As I walk from room to room I think of the words of the Shulchan Aruch, the book that forms the foundation of Jewish law: “One must refrain from putting coins in one’s mouth, lest it’s covered with dried saliva of those afflicted with boils” (Yoreh De’ah 116). The code of Jewish law lists other certain and suspected dangers, including precautions to take in the face of plague, but concludes with this from Rabbi Moshe Isserles: “A person who guards his soul will distance himself from [dangers] and it is prohibited to rely on a miracle in all of these matters.”
Those last words accompany me as I see nurses setting up feeding tubes and ECMO oxygenation machines: “It is prohibited to rely on a miracle in all of these matters.”
Patients are afraid. Families are heartbroken. They cry and argue in the “quiet rooms,” wondering who brought COVID into the house, which aunt refused to get vaccinated and spread the virus that is now is killing the grandfather. There’s guilt, there’s shame, there’s anger.
And then there’s us.
Some people drink, some people eat, to cope with what has become a sort of horror show on repeat: When one body is taken out of the room, another patient takes their place. I experience fatigue.
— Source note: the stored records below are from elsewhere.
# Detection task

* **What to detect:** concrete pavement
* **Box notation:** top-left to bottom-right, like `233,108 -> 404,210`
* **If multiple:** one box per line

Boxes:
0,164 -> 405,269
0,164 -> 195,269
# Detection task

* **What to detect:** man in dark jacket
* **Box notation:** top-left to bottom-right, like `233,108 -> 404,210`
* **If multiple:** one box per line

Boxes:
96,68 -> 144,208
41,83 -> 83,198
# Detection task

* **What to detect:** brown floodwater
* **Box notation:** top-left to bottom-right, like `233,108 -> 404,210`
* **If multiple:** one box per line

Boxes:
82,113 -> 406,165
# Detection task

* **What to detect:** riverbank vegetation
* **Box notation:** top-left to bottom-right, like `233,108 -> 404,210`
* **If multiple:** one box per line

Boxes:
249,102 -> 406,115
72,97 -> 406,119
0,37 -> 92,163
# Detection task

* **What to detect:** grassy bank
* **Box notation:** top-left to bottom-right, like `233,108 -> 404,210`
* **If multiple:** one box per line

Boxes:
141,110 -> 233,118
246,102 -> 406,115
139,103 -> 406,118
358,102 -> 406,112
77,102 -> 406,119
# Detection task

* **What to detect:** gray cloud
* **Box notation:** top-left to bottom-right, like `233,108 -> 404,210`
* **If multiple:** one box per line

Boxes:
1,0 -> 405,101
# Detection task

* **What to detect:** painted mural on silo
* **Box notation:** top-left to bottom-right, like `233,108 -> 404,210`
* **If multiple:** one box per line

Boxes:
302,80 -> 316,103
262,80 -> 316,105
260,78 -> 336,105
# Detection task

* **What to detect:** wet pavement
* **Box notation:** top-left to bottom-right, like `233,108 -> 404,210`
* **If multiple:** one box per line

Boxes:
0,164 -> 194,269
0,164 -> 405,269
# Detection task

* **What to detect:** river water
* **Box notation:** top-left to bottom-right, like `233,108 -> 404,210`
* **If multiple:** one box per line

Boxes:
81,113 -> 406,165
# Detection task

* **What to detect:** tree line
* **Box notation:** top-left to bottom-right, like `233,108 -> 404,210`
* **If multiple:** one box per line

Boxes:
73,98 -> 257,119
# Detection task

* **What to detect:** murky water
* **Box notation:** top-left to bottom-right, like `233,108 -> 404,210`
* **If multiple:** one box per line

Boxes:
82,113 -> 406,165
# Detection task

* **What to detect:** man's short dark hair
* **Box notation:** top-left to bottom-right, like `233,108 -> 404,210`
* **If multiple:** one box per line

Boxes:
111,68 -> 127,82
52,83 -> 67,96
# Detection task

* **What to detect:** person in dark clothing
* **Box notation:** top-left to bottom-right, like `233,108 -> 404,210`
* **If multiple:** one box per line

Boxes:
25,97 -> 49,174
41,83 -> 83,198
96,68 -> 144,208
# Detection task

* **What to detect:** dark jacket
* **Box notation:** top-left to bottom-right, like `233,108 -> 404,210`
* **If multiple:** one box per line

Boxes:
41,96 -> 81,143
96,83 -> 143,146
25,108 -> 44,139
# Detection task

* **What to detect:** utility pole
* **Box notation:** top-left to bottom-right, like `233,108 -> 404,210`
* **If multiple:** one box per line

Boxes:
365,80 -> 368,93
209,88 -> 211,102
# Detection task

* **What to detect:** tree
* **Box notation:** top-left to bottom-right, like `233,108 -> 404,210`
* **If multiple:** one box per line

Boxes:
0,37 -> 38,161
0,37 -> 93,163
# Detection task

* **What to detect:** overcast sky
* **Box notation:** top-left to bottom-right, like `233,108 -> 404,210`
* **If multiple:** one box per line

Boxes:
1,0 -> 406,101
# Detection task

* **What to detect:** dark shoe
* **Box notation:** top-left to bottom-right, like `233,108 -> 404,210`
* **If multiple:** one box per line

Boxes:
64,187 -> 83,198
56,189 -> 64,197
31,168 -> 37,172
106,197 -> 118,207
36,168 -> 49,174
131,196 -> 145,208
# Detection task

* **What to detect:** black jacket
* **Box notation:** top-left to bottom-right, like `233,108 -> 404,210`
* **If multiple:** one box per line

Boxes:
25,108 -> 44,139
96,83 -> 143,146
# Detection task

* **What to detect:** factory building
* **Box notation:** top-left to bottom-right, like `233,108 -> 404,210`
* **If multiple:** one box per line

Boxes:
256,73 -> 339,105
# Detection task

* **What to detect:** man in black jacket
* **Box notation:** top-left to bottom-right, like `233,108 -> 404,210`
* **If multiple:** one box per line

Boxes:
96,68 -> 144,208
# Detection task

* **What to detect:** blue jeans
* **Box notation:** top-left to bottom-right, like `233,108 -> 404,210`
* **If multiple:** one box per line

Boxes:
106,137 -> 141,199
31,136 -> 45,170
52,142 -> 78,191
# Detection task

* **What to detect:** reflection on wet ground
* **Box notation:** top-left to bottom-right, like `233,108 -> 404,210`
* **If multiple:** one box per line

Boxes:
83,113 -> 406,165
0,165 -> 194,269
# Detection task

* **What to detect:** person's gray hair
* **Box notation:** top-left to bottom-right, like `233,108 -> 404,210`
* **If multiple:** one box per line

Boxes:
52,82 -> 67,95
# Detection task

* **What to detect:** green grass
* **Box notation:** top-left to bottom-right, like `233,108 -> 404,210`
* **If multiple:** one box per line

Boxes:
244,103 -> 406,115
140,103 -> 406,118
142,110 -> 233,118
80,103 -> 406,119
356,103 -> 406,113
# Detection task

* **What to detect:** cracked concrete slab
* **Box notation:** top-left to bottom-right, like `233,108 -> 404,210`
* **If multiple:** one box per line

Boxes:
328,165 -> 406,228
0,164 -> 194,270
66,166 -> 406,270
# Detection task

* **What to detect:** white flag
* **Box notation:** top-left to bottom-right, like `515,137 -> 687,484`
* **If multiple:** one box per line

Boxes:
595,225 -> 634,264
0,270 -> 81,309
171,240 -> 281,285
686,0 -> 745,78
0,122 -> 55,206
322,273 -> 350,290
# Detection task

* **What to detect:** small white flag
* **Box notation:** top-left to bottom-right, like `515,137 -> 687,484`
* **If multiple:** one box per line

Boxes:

At any point in my work day I could close my eyes and go to sleep right where is sit or stand.
“Modeh ani l’fanecha, melech chai v’kayam, shehechezarta bi nishmati, b’chemla raba emunatecha,” I revive myself with the prayer that is traditionally spoken each morning upon waking. “I thank You, living and enduring sovereign, for You have graciously returned my soul within me. Great is Your faithfulness.”
I’ve got to stay awake, provide care for the crying and stressed nurses, provide care for the families, vaccinated and unvaccinated, provide prayer for those dying alone, with only the sound of the machines to accompany them. Why? Because as a Jew I am obligated to do so, as the Torah teaches me: “You shall not stand idly by the blood of another.”
Indeed, people’s lives are in danger. I’ve been at this since August. The doctors and nurses have been at this for years. How they manage I’ll never know. But even a hello and asking how they’re holding up makes a difference. If you know a nurse or doctor, give them a hug, tell them they matter, thank them.
We seem to be fighting a losing battle. People are dying every day. And when we return to our staff meetings we hear the words “surge,” again and again. It’s scary. It’s exhausting.
Gam zeh yaavor, This too shall end. Until then, I remember the words of another sage, F. Scott Fitzgerald: “Tomorrow we will run faster, stretch out our arms farther…. And then one fine morning — So we beat on, boats against the current, borne back ceaselessly into the past.”